Early estimates indicate the truck would cost between $1-1.2 million. There is concern that the city cannot afford such an expense at this time.
Chief Novoa has stated the fees would be paid out over a seven to eight year period and would average out to $150-$163,000 annually which City Treasurer Luis Pedroza confirmed.
Plus Pedroza is saying the money for the truck would come out of the Special Projects Fund and would not hurt the city’s regular budget at this time.
Several members of the current city council are hesitant to make such an investment considering a new mayor, council members and city manager will be coming into office this summer.

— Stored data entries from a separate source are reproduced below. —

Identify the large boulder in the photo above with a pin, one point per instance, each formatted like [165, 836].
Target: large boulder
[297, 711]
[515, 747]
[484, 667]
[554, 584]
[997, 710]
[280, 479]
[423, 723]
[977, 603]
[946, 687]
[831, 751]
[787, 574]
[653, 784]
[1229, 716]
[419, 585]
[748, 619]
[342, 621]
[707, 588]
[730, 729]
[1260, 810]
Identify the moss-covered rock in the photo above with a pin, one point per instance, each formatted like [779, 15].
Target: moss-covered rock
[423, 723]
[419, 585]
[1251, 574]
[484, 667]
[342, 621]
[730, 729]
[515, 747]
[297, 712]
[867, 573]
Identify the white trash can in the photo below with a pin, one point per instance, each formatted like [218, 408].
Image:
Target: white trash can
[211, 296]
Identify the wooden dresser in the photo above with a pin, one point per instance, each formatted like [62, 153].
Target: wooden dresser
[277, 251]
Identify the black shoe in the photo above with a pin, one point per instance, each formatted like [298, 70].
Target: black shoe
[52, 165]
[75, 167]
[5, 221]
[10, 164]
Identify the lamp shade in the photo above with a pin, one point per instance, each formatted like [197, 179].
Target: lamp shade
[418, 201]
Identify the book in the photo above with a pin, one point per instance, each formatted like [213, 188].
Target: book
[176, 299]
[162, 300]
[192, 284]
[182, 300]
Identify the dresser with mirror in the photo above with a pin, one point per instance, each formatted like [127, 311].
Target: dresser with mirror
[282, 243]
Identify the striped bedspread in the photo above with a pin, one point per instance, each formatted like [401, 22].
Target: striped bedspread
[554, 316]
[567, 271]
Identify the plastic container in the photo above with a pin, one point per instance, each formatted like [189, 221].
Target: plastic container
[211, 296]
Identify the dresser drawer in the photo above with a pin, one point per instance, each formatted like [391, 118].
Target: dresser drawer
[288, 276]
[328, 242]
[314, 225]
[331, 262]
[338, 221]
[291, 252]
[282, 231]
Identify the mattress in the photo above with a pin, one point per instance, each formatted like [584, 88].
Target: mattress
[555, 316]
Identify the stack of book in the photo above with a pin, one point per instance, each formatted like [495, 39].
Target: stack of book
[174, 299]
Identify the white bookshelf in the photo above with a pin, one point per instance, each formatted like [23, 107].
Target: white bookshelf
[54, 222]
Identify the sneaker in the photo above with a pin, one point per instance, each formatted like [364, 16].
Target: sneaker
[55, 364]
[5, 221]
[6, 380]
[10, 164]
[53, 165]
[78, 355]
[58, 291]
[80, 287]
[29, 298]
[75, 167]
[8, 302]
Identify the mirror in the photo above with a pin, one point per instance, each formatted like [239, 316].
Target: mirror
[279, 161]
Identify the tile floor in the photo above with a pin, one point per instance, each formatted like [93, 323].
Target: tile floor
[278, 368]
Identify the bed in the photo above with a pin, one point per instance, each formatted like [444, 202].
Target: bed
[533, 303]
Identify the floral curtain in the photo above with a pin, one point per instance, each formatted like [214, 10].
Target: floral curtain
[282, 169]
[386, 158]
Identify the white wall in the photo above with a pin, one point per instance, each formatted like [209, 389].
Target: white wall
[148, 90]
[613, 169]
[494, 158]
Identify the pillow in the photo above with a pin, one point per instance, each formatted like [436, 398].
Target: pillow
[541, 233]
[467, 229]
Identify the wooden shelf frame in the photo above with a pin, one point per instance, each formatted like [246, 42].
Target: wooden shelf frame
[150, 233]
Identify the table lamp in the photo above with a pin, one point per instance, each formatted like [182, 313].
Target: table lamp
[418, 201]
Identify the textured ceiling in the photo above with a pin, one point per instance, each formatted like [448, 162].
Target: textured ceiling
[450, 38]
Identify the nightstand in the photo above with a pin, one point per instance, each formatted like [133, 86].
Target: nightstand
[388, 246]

While those concerns are valid and can be understood, I can also speak from personal experience as to how valuable this truck would be to the citizens of Douglas and waiting could affect the overall price.
I was at the fire in June 2006 when three houses burned to the ground. And I had just been named Managing Editor here at the Dispatch when we had the raging fire at a downtown store last August. I thought for sure there was going to have more damage than what we did especially when that building exploded. I could feel the heat and my thought was “God, keep these guys safe.” Then there was the fire at the old Phelps Dodge warehouse located behind the Douglas Police Dept. in February 2009.
All three fires could have been helped by having such a truck. Remarkably our fire fighters did a heck of a job in all three cases of not only keeping the fire from doing any more damage that it did; they also did a tremendous job of keeping themselves safe.
Many businesses, like the Douglas Dispatch and the hotel next store, not to mention Wal-Mart, the Gadsden and the Best Western Hotels and even the average two story home, would benefit from having such a truck on hand.
This truck will help protect the other buildings that could be in jeopardy plus it should help protect our fire fighters. Losing one life is losing one too many.
As times change, needs change and this is one of those times. The expense is high but how much would you spend for security?
Could the money be used elsewhere? Yes it probably could but Chief Novoa has gone public with how outdated a lot of the DFD’s equipment is. The latest model they have is a 2001 E-One.
It’s like having insurance on your home. You hope you never need it but if something should happen you’re sure glad you do.